エンジンとフレームはR12シリーズに共通する、1170cc空油冷水平対向2気筒と、エンジンを強度メンバーとするスチール製チューブラーフレームだ。伝統のボクサーエンジンの最高出力は109psで、オンロードでもオフロードでも十分以上のパフォーマンスを持つ。
フレームは本格的なオフロード走行を可能とするため改良され、とくにヘッドパイプの再設計によってキャスター角は26.9度、ハンドル切れ角は左右42度を確保した。
ライディングモードは『レイン』、『ロード』、『エンデューロ』の3種があり、コーナリング対応ABSとダイナミックトラクションコントロール(DTC)に加えて、急激なシフトダウンなどの際にリヤタイヤのスピンを防ぐエンジンドラッグトルクコントロール(MSR)も備える。DTCは完全なオフにすることも可能だ。
このほかの電子制御デバイスも多岐にわたっており、オプションのプレミアムパッケージには、クルーズコントロール、クイックシフター、アダプティブヘッドライト、ヒルスタートコントロール、グリップヒーターなどが装備される(※日本仕様のパッケージ内容は未定)。
オフロード性能の確保に欠かせない足まわりとして、前後サスペンションは大幅に強化されている。フロントフォークはマルゾッキ製45mm倒立フルアジャスタブル、リヤのモノショックもフルアジャスタブルを装着する。ストローク量はフロント200mm、リヤ210mmとハードなオフロード走行にも十分な性能を持っている。
ホイール径はフロント21インチ、リヤ17インチで、チューブタイヤの装着も可能なクロススポークを採用する。これらにより最低地上高は240mmを確保し、凹凸の激しい不整地でも底づきすることなく走破できる足まわりを作り上げている。

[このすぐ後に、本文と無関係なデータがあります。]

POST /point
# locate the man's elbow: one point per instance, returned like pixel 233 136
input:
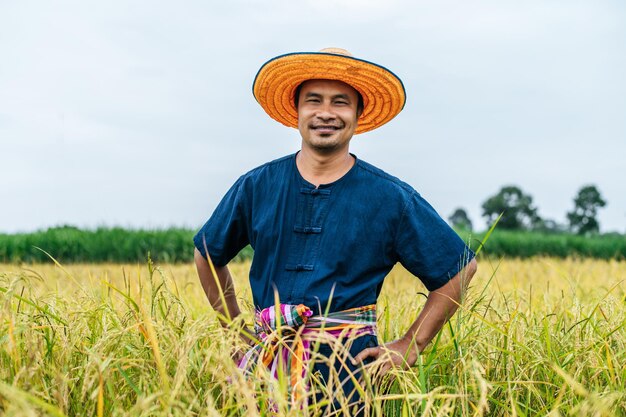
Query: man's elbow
pixel 470 269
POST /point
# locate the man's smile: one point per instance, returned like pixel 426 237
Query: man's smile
pixel 324 129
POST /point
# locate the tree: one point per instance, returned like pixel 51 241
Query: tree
pixel 516 207
pixel 582 220
pixel 460 220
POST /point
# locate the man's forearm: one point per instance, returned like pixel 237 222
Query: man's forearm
pixel 439 308
pixel 219 289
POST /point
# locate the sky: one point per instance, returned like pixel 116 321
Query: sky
pixel 140 114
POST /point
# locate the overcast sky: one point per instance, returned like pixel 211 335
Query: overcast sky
pixel 140 113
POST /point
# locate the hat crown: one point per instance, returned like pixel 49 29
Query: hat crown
pixel 336 51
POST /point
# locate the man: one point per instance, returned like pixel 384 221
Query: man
pixel 327 227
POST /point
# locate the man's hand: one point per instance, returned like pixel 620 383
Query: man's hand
pixel 440 306
pixel 400 353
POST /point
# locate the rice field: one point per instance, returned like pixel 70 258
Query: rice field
pixel 540 336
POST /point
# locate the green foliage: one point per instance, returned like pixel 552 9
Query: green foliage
pixel 506 243
pixel 583 218
pixel 516 208
pixel 69 244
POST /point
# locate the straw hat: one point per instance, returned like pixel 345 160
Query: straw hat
pixel 276 82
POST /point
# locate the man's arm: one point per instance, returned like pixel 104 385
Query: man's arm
pixel 440 306
pixel 216 293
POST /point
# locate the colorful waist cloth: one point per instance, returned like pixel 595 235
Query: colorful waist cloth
pixel 287 333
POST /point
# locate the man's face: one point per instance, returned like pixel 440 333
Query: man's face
pixel 327 114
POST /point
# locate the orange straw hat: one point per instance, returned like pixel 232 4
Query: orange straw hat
pixel 275 85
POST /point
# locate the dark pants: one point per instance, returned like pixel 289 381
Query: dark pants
pixel 334 380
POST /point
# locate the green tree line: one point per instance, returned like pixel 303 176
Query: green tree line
pixel 513 209
pixel 71 245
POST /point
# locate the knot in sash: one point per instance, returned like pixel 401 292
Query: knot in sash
pixel 279 317
pixel 287 332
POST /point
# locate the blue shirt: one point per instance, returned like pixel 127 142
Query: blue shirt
pixel 333 243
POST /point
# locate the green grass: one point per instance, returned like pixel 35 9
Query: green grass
pixel 72 245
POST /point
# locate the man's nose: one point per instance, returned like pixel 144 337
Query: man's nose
pixel 325 112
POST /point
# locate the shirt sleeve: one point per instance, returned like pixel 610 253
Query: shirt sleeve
pixel 427 246
pixel 226 231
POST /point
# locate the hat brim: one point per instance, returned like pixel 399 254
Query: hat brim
pixel 276 82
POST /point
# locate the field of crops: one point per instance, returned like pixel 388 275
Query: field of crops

往年のパリ・ダカールラリーに思いを馳せずにはいられない!
R12G/Sにはオプションとして『エンデューロパッケージプロ』が用意される。18インチ径リヤホイール、ワイドステップ、20mmアップとなるハンドルライザー、ライディングモード『エンデューロプロ』の追加など、オフロード走破性を高める内容だ。リヤホイールの大径化によってシート高は15mmアップの875mmとなるものの、エンデューロプロモードはオフロードをさらにアグレッシブかつダイナミックに走れる電子制御セッティングとなる。

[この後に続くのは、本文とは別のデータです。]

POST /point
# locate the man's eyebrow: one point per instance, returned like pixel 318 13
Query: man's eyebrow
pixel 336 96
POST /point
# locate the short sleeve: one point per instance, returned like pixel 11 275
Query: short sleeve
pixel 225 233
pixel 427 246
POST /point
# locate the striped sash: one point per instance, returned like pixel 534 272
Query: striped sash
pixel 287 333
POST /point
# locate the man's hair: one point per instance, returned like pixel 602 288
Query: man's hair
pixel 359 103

車体色は往年のR80G/Sをイメージしたライトホワイト(白×赤×青)、ナイトブラックマット(つや消し黒)、オプション719アラゴナイト(茶×赤×黒)の3色で、ベースグレードはナイトブラックマットとなる。
オフロード走破性を高めたR12シリーズがどのような性能、そしてGSシリーズにおけるポジショニングなのか、少しでもわかりやすくするため、R1300GSとF900GSと主要諸元を比較してみよう。

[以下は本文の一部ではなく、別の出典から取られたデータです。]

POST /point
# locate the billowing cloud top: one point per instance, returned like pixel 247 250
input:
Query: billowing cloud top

R 12 G/S | R 1300 GS | F 900 GS | |
エンジン型式 | 空油冷水平対向2気筒 | 水冷水平対向2気筒 | 水冷並列2気筒 |
排気量 | 1170cc | 1300cc | 894cc |
最高出力 | 109ps/7000rpm | 145ps/7750rpm | 105ps/8500rpm |
最大トルク | 11.7kg-m/6500rpm | 15.2kg-m/6500rpm | 9.5kg-m/6750rpm |
ホイール径 | F21:R17(R18) | F19:R17 | F21:R17 |
全長/全幅(mm) | 2200/830 | 2210/1000 | 2270/945 |
ホイールベース | 1580(1585)mm | 1520mm | 1600mm |
ホイールトラベル | F210mm:R200mm | F190mm:R200mm | F230mm:R215mm |
シート高 | 860(875)mm | 850mm | 870mm |
車重(※) | 229kg | 237kg | 219kg |
R12G/Sの日本仕様が未定のため、車重は欧州仕様に揃えた。F900GSのエンジン型式は異なるものの、R12G/SはR1300GSとF900GSの中間に位置する性能を有するといえそうだ。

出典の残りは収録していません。